During ground truth evaluation, Radiologist C was observed while compiling a sample of 30 examinations from scratch, achieving a median time of 43 s per report (IQR: 37.25–52.5). The same reports were used for a second examination, where radiologist C didn’t fill the fields from scratch but only corrected the model predictions, in particular DeepSeek-R1-Llama3.3 predictions, obtaining a median time of 16s (IQR: 13.25–18). For automated extraction, the execution times of the model were measured across all 250 cases using Python (v. 3.10.12) timing functions, considering all three steps made for entity extraction, which were executed in series. Figure 6 presents processing times, with Phi-4 being the fastest (2.95 s, IQR: 2.76–3.12), followed by Qwen2.5 (3.23 s, IQR: 3.04–3.38) and Gemma-2 (5.49 s, IQR: 5.27–6.06). Larger models, Llama 3.3 and DeepSeek-R1-Llama3.3, required longer times (9.45 s, IQR: 8.23–9.93 and 15.72 s, IQR: 14.87–16.72, respectively).

4. Discussion

Despite the benefits of structured reporting, adoption remains limited due to workflow challenges and clinician resistance. Addressing these issues could enhance radiology’s efficiency and data-driven capabilities. Recent LLM advancements offer automation opportunities [20,21,22,23], though many rely on closed-source models, raising concerns about patient confidentiality, regulatory compliance, and model oversight [20,21,22,24]. Jiang et al. [20] examined ChatGPT-3.5 and ChatGPT-4.0 for thyroid ultrasound reports, finding that while ChatGPT-3.5 produced satisfactory reports, ChatGPT-4.0 excelled in nodule categorization and management recommendations. Adams et al. [25] demonstrated GPT-4’s ability to convert 170 CT/MRI and 583 chest radiography reports into structured JSON files with 100% accuracy. Other studies explored the usability of open-weights LLMs to create structured reports [23,26,27]. Open-weight LLMs have also been explored for structured reporting. Woznicki et al. [26] assessed Llama-2-70B-chat for converting narrative chest radiograph reports into structured data, achieving human-comparable performance in English and German datasets. Other studies confirm that privacy-preserving open-weight LLMs can match closed models like GPT-4o in extracting structured data, underscoring their potential for automated clinical data processing [23].
Our study developed and validated an automated pipeline using open-weight LLMs and rule-based parsing to convert unstructured prostate MRI reports into structured data. A dataset of 250 reports was carefully curated to ensure diversity and minimize selection bias. The results demonstrated that models like DeepSeek-R1-Llama3.3, Llama3.3, and Phi-4 performed exceptionally well, though extraction accuracy varied for lesion-related data, indicating challenges in complex medical contexts. Variability in model performance across different physicians’ reports suggests that reporting style significantly impacts accuracy, highlighting the need for algorithm adaptation to specific physicians.
The automated approach provided substantial time and cost savings compared to manual reporting. Unlike radiologists, LLMs maintain consistent efficiency without fatigue and can process large volumes of reports daily.
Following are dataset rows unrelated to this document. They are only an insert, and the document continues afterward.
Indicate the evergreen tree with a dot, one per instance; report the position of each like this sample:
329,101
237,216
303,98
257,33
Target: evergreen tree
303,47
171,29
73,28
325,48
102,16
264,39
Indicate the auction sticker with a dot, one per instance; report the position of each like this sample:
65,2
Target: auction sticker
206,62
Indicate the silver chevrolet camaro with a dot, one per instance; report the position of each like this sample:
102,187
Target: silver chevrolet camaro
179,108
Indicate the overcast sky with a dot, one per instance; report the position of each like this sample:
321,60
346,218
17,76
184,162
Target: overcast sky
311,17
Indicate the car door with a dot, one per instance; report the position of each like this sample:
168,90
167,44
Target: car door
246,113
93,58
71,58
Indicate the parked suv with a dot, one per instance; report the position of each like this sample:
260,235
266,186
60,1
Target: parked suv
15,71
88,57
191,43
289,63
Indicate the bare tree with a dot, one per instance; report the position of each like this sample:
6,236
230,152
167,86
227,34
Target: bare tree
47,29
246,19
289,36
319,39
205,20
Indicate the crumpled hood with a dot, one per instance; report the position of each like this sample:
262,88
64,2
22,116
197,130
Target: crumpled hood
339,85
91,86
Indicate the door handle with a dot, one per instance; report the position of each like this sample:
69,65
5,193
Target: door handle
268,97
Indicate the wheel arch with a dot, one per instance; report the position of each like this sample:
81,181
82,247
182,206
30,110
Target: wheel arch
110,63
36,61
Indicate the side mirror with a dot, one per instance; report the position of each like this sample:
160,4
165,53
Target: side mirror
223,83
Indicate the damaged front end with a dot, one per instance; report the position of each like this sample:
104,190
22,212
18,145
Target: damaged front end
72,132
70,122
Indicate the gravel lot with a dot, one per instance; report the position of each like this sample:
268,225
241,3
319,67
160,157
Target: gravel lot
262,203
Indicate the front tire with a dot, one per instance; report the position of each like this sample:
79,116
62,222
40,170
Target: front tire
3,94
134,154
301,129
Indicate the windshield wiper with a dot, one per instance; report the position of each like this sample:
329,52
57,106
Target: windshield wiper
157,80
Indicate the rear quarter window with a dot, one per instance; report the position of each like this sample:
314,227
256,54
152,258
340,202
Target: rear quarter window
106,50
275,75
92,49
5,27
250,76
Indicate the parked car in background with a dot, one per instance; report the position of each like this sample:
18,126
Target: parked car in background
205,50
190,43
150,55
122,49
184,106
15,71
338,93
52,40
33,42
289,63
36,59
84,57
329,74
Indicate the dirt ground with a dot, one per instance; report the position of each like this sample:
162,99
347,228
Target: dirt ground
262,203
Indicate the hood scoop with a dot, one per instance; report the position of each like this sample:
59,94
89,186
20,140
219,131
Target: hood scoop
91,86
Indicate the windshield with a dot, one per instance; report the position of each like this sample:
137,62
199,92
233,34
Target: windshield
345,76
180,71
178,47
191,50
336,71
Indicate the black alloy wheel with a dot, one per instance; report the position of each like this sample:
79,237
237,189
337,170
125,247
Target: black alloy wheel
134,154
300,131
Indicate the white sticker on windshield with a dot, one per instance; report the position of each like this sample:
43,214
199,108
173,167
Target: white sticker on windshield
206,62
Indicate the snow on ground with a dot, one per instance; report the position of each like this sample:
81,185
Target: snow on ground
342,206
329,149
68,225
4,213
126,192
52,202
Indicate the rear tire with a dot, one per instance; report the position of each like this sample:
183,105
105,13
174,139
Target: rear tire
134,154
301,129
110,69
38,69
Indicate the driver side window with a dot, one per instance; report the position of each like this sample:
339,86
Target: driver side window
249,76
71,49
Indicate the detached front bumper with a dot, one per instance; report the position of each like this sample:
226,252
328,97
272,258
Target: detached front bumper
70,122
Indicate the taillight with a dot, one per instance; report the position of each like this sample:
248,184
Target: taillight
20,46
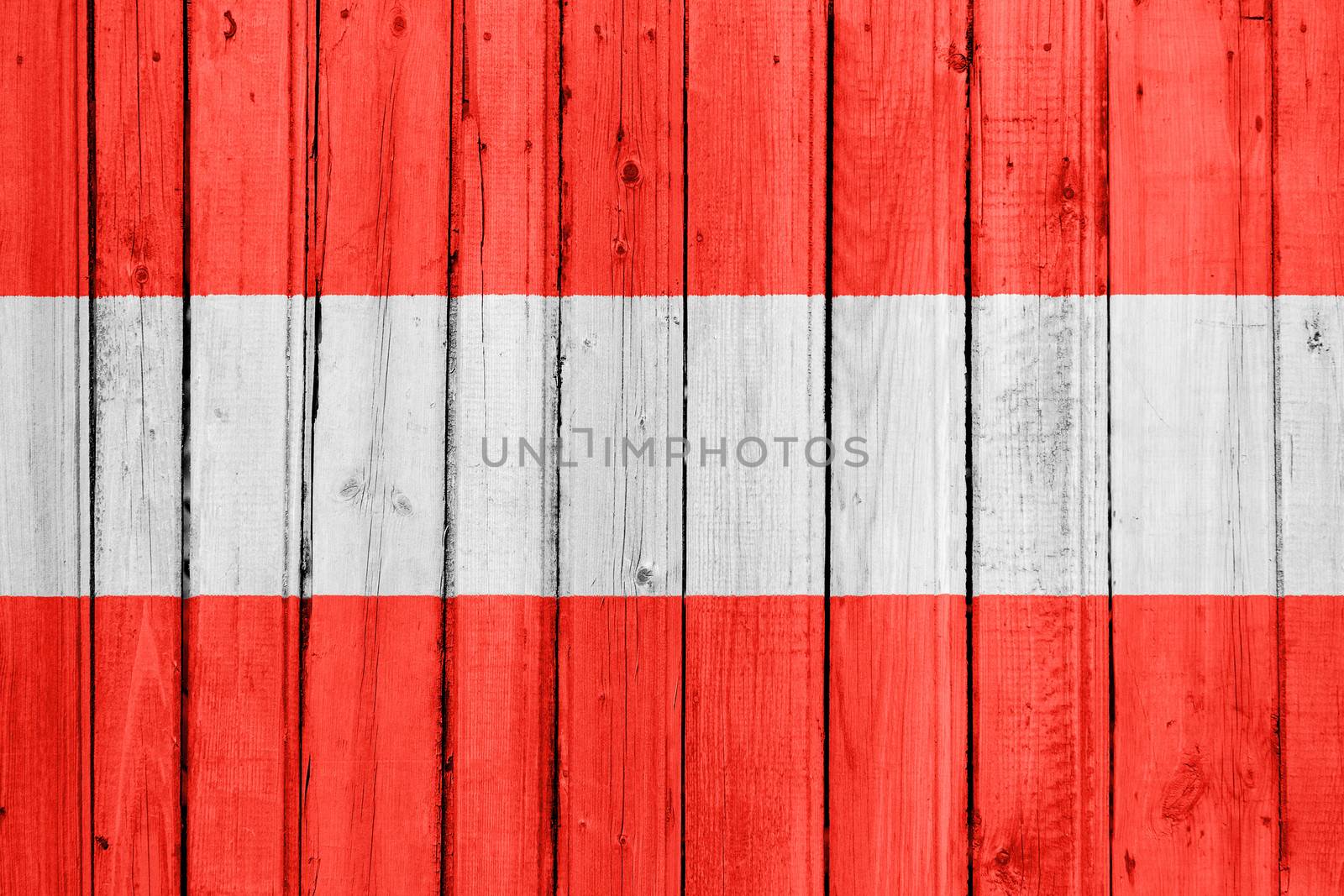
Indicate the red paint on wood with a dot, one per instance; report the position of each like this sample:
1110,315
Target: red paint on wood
898,663
754,665
1042,721
1196,692
501,741
898,743
1041,705
374,665
900,145
753,743
1196,684
45,738
250,93
242,743
620,745
1308,217
45,815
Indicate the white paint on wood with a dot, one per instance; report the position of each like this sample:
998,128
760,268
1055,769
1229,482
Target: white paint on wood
44,445
138,461
898,371
245,443
380,445
756,369
1310,438
1039,445
504,390
622,513
1193,445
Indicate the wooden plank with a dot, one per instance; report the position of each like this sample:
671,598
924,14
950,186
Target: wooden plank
1308,325
756,338
138,446
248,137
1195,658
1038,385
499,829
898,622
620,516
373,663
45,741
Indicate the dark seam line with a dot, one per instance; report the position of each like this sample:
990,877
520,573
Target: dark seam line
969,484
828,479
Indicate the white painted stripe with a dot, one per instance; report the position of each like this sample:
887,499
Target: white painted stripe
504,387
1193,445
245,443
756,369
44,445
380,445
1310,438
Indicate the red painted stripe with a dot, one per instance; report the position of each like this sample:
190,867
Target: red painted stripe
46,825
620,658
506,89
374,668
898,743
250,83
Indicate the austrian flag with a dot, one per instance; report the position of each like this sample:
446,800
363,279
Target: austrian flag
682,448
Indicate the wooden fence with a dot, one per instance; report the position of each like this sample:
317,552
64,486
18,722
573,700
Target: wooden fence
1065,271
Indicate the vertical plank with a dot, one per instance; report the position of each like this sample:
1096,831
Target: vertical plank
620,519
1310,324
756,367
898,624
1041,703
45,809
503,349
1195,653
373,663
249,94
138,448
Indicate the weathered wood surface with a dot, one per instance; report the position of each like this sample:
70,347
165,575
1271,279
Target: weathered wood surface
45,557
620,517
1039,425
1193,452
138,378
898,524
250,93
374,629
1068,268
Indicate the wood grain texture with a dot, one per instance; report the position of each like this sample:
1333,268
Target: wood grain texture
1038,385
138,449
250,92
898,621
1196,679
504,329
756,338
45,652
620,515
1310,327
374,663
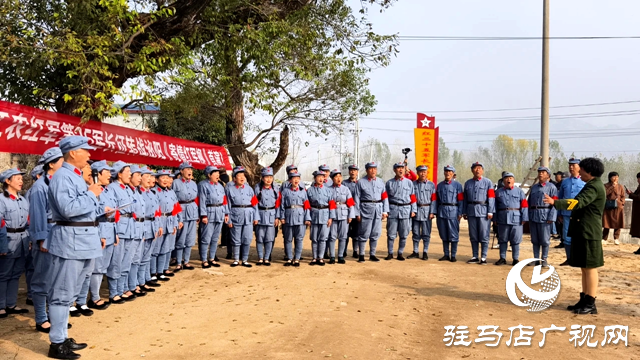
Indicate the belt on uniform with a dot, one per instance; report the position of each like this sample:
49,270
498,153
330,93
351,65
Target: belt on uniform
398,204
77,223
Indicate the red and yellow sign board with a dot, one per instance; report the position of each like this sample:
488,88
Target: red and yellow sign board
426,145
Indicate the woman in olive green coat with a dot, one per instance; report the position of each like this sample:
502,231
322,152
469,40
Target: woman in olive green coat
585,230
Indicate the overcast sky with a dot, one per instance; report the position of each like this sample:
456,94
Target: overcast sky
440,76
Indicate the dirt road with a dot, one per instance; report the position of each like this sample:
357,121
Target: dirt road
385,310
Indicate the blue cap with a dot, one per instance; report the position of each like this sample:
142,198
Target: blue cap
166,172
51,154
100,165
544,168
37,170
75,142
185,165
135,169
9,173
237,170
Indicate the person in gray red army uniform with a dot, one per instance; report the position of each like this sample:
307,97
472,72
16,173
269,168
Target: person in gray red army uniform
402,208
542,216
294,216
322,213
479,207
372,206
243,215
449,207
351,184
214,211
268,204
425,194
344,214
511,205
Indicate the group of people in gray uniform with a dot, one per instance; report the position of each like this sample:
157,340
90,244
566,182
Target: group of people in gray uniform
84,220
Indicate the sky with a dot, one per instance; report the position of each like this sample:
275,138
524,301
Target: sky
441,78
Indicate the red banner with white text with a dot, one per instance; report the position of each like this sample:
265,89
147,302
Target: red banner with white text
28,130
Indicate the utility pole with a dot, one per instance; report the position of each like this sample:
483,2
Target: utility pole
544,128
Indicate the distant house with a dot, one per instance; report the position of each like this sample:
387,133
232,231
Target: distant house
138,117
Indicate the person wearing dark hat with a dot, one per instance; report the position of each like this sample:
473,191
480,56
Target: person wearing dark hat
541,216
479,207
425,193
39,226
372,206
14,212
448,207
74,241
243,208
402,208
214,211
351,184
569,188
513,212
268,204
294,216
322,213
585,230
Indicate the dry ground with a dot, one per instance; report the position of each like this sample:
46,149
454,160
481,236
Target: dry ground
386,310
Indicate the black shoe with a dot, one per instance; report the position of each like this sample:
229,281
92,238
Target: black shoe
61,351
73,345
578,304
72,312
85,311
588,306
501,262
A hybrid workflow where AI generates structured reports from free text and radiologists review them could enhance efficiency while maintaining trust and accuracy. This study underscores the transformative potential of structured medical data, improving workflow efficiency, enhancing research, and unlocking valuable clinical insights.
This work has limitations. By centralizing the reference standard with a single radiologist, we aimed to minimize inconsistencies in interpretation while retaining a systematic methodology for extracting relevant clinical details. However, this strategy introduces the risk of subjective bias and precludes assessment of inter-rater reliability, which could offer insight into annotation consistency and model agreement with expert consensus.
Furthermore, all medical reports were sourced from a single institution and authored in Italian. This limits the model’s exposure to the variability in reporting styles that may exist across different clinical environments. Such stylistic differences, along with ambiguities in language and structure, may affect the generalizability and robustness of the model in broader settings. Future work should include datasets from multiple institutions, languages, and reporting styles to evaluate model performance under more diverse conditions.

5. Conclusions

This study demonstrates the strong capability of open-weight LLMs in extracting structured data from unstructured prostate MRI reports with high performance. All models, especially DeepSeek-R1-LLama3.3, Phi-4, and Llama3.3, exhibited exceptional performance across most features. The evaluation across different physicians’ reports revealed that reporting style significantly influences model performance, highlighting the need for prompt adaptation to individual radiologists’ styles to maximize performance. In terms of efficiency, automated extraction significantly reduced the time required for report generation. Compared to the manual process, LLMs operated with remarkable speed, achieving near-instantaneous results while maintaining high fidelity to the ground truth. Furthermore, incorporating an AI-assisted workflow, where radiologists review and modify AI-generated structured reports rather than compiling them from scratch, can be an option. This workflow aligns with real-world clinical practice by balancing automation with human oversight, ensuring reliable and interpretable outcomes.
Beyond workflow efficiency, this study underscores the broader potential of structured reporting in radiology. Converting free-text reports into structured formats unlocks vast amounts of valuable clinical data, facilitating improved patient care, research, and data-driven medical decision-making. Despite these advantages, challenges remain, particularly in ensuring robust generalization across diverse reporting styles and mitigating biases introduced by a centralized reference standard. Future work should explore adaptive prompt engineering and fine-tuning approaches to further optimize model performance across varied radiology practices.
Overall, our findings reinforce the viability of open-weight LLMs as powerful tools for structured reporting in radiology. These models can drive a transformative shift toward a more efficient, standardized, and data-driven radiology ecosystem.

Author Contributions

Conceptualization: L.D.P. and F.D.; Methodology: L.D.P.; Software: L.D.P.; Validation: L.D.P., F.D. and M.A.; Formal analysis: L.D.P.; Investigation: L.D.P.; Data curation: L.D.P.; Writing—original draft preparation: L.D.P.; Writing—review and editing: L.D.P., F.D. and D.F.; Visualization: L.D.P.; Supervision: D.F. All authors have read and agreed to the published version of the manuscript.

Funding

This research received no external funding.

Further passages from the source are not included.